Tabelle: Sauerstoffsättigung, Herzrate und Zeit unter der Hypoxieschwelle in den vier Versuchsbedingungen
Zwar sei die Zahl der Probanden relativ klein gewesen und es hätten nur junge, gesunde Personen teilgenommen. „Allerdings sind die Bedingungen bei einer Studie im Labor sehr kontrolliert“, erläutert Elmenhorst. „Und für diese Art von Studien ist die Teilnehmerzahl gar nicht so klein.“ Daher seien die Ergebnisse aus ihrer Sicht recht aussagekräftig.
„Die Kombination aus Alkohol, Schlaf und niedrigem Kabinendruck verringert die Schlafqualität, erhöht die Dauer einer Hypoxie und erhöht die Herzfrequenz.
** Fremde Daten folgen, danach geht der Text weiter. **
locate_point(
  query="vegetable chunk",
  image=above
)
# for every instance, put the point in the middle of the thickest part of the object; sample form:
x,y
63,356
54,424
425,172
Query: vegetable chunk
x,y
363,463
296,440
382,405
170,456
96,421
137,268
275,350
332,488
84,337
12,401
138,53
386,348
Sie stellt daher eine deutliche Belastung des Herz-Kreislauf-Systems dar“, sagt die Luft und Raumfahrt-Medizinerin. „Diese Effekte waren in unserer Studie selbst bei jungen und gesunden Menschen zu beobachten. Bei Älteren oder Menschen mit Herz-Kreislauf- oder Lungenerkrankungen, aber auch Schlafapnoe oder Adipositas-Hypoventilationssyndrom könnten sie noch problematischere Folgen haben.“ Wer ohnehin schon eine Sauerstoffsättigung unter 90 %, dessen Sättigung könnte durch die Kombination von Alkohol und Schlaf auf Flügen weiter absinken. „Die ungünstigen Effekte könnten mit der Zeit akkumulieren, etwa bei Vielfliegern und häufigen Langstreckenflügen. Auch ein höherer Alkoholkonsum als in unserer Studie könnte die Effekte verstärken“, so Elmenhorst. „All das sollte jedoch in weiteren Studien überprüft werden.“
Wichtig ist es aus Sicht der Studienautoren, dass Ärzte, Passagiere und die Flugzeug-Besatzung besser über die Risiken von Alkoholkonsum vor und während Flügen informiert werden. Zudem könne es sinnvoll sein, Vorschriften zu ändern, um den Zugang zu Alkohol an Bord von Flugzeugen zu beschränken. Den Kabinendruck oder den Sauerstoffgehalt an Bord zu erhöhen, sei aus praktischen und Kostengründen dagegen eher unrealistisch. „Aus meiner Sicht sollte man vor und während Flügen ganz auf Alkohol verzichten. Das gilt vor allem für Menschen mit Vorerkrankungen“, betont Elmenhorst. „Zum einen ist er per se nicht gesund. Kommt dann eine niedrige Sauerstoffsättigung dazu, kann das Risiko für gesundheitliche Folgen erhöht sein.“ Auf Flügen nicht zu schlafen, würde sie dagegen eher nicht empfehlen – denn man brauche den Schlaf zur Erholung.
Kurze Zusammenfassung für Eilige:
Schlechter Schlaf und mehr Stress fürs Herz: Eine Studie mit 48 jungen, gesunden Erwachsenen ergab, dass Alkohol und niedriger Kabinendruck die Sauerstoffsättigung auf 85 % absinken und die Herzfrequenz auf 88 Schläge pro Minute ansteigen lassen. Auch die Schlafqualität litt, besonders der Tief- und REM-Schlaf, die für die Erholung wichtig sind.
Besser ohne Alkohol abheben: Ärzte und Flugbesatzungen sollten besser über die Risiken aufklären. Es könnte helfen, den Alkoholkonsum an Bord zu beschränken. Besonders Menschen mit Vorerkrankungen sollten auf Alkohol vor und während des Flugs verzichten.